Research article
Issue: № 1 (13), 2020


Manakov A.K.1, Yakovlev V.V.2, Baulin E.F.*3

1, 2, 3 Moscow Institute of Physics and Technology (National Research University), Dolgoprudny, Russia;

2, 3 Institute of Mathematical Problems of Biology RAS – the Branch of Keldysh Institute of Applied Mathematics of Russian Academy of Sciences, Pushchino, Russia

* Correspodning author (baulin[at]

Received: 16.12.2020; Accepted: 10.01.2020; Published: 20.01.2020


Research article


The structure of noncoding RNAs largely determines their functions. With the rapid growth of experimental data on the RNA secondary structures, the task of predicting its spatial structure becomes the most urgent task of RNA bioinformatics. The ability to predict tertiary base pairs from data on the secondary structure could significantly reduce the operating time and improve the quality of the RNA spatial structure prediction algorithms. In this work, we applied the machine learning algorithm for the problem of RNA tertiary base pairs prediction from data on the RNA sequence and secondary structure. A group of local base pairs was identified that can be predicted with high quality (80% precision, 80% recall). It was also shown that more than 70% of all long-range noncanonical base pairs in RNA are the base pairs of geometric classes Sugar-Edge/Sugar-Edge and Sugar-Edge/Watson-Crick-Edge that correspond to ribose zipper and A-minor tertiary motifs.

Keywords: RNA structure, secondary structure, base pair, tertiary motif, ribose zipper, A-minor, machine learning.

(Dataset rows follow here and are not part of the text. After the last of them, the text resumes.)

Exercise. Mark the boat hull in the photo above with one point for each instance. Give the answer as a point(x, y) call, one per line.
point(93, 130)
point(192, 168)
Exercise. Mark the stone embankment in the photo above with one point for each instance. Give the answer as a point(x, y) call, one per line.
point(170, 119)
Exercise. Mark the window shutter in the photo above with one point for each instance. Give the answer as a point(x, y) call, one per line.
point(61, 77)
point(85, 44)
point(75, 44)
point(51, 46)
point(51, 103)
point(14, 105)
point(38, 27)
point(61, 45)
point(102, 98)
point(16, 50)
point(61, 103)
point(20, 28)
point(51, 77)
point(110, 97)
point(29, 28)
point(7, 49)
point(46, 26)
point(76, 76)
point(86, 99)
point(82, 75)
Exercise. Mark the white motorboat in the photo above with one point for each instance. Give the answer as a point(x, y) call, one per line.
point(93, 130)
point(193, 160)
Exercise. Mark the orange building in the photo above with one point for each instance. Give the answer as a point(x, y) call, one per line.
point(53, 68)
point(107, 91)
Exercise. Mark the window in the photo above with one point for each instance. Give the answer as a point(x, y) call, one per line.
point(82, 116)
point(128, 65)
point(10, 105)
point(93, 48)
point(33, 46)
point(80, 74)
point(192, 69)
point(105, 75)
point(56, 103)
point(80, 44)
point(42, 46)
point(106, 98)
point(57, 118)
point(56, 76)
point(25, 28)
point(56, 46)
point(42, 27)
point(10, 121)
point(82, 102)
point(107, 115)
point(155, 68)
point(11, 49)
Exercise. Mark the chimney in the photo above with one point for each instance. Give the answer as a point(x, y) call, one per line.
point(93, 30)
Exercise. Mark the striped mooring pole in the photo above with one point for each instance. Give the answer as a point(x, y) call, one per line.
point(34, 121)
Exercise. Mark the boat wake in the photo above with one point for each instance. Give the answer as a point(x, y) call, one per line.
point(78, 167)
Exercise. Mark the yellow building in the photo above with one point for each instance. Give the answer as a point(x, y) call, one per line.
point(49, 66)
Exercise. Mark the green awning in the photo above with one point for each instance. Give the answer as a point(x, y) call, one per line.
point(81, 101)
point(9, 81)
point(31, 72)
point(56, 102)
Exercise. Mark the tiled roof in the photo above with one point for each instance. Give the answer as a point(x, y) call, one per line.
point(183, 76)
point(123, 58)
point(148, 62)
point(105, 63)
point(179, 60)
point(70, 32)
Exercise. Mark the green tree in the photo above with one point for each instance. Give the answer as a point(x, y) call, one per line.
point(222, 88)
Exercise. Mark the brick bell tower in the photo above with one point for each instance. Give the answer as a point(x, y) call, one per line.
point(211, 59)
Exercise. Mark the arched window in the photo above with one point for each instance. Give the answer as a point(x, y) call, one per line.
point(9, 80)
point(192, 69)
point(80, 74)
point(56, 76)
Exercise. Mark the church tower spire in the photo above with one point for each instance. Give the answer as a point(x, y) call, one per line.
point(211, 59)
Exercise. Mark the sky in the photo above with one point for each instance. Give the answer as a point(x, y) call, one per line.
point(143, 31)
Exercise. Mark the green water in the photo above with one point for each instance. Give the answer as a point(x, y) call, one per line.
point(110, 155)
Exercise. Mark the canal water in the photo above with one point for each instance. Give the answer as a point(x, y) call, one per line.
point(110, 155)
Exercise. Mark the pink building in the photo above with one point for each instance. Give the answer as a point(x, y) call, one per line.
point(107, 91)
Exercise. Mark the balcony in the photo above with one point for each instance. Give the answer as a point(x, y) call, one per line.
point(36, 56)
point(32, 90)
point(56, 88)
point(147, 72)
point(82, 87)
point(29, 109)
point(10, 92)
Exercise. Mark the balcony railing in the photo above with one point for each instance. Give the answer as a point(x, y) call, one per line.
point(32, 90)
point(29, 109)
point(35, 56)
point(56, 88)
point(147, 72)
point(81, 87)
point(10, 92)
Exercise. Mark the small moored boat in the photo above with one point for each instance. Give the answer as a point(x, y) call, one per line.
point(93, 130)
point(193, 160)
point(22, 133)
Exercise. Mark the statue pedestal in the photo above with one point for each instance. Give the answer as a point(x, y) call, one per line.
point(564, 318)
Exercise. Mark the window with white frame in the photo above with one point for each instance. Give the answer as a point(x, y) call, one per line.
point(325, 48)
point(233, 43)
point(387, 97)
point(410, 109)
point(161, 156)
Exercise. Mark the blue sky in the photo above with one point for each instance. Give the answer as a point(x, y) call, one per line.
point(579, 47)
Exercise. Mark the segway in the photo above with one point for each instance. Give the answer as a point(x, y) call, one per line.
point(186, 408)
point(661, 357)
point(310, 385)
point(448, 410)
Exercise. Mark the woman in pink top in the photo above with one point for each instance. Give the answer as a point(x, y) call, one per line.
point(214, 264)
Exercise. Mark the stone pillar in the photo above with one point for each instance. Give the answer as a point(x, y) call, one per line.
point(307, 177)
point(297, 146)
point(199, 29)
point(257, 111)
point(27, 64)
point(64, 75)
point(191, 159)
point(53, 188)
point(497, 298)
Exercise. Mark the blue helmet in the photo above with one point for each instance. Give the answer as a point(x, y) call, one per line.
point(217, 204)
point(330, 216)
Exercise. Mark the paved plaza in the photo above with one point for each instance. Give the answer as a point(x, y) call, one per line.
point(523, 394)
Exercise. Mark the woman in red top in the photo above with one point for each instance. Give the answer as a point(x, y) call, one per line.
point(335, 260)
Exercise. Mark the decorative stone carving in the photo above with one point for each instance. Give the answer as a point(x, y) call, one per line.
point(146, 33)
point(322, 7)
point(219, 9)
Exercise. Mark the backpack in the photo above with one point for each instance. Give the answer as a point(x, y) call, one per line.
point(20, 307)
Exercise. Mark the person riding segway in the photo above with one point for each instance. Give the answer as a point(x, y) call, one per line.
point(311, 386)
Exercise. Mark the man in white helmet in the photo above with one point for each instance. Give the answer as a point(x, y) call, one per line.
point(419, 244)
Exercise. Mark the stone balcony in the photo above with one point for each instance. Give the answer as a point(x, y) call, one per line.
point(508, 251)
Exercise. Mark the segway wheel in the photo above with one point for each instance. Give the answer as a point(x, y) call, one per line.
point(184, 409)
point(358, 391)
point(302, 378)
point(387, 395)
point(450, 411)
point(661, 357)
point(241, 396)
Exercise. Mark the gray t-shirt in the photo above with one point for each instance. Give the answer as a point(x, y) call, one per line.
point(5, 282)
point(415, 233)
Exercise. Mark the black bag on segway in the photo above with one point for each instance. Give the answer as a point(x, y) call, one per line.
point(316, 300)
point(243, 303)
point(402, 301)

Манаков А.К.*1, Яковлев В.В.2, Баулин Е.Ф.3

1, 2, 3 Московский физико-технический институт (национальный исследовательский университет), Долгопрудный, Россия

2, 3 Институт математических проблем биологии Российской академии наук - филиал Федерального государственного учреждения «Федеральный исследовательский центр Институт прикладной математики им. М.В. Келдыша Российской академии наук», Пущино, Россия

* Корреспондирующий автора (baulin[at]

Получена: 16.12.2020; Доработана: 10.01.2020; Опубликована: 20.01.2020


Научная статья


Структура некодирующих РНК в значительной степени определяет их функциональность. С ростом экспериментальных данных о вторичных структурах РНК наиболее актуальной задачей биоинформатики РНК становится задача предсказания её пространственной структуры. Возможность предсказывать третичные спаривания оснований по данным о вторичной структуре позволит существенно сократить время работы и повысить качество работы алгоритмов предсказания пространственной структуры РНК. В данной работе алгоритм машинного обучения был использован для решения задачи предсказания третичных спариваний по данным о последовательности и вторичной структуре РНК. Была выявлена группа локальных спариваний, которые могут быть предсказаны с высокой точностью (80% precision, 80% recall). Кроме того, было показано, что среди удалённых неканонических спариваний более 70% составляют спаривания геометрических классов Sugar-Edge/Sugar-Edge и Sugar-Edge/Watson-Crick-Edge, которые соответствуют таким третичным мотивам как рибозные молнии и А-миноры.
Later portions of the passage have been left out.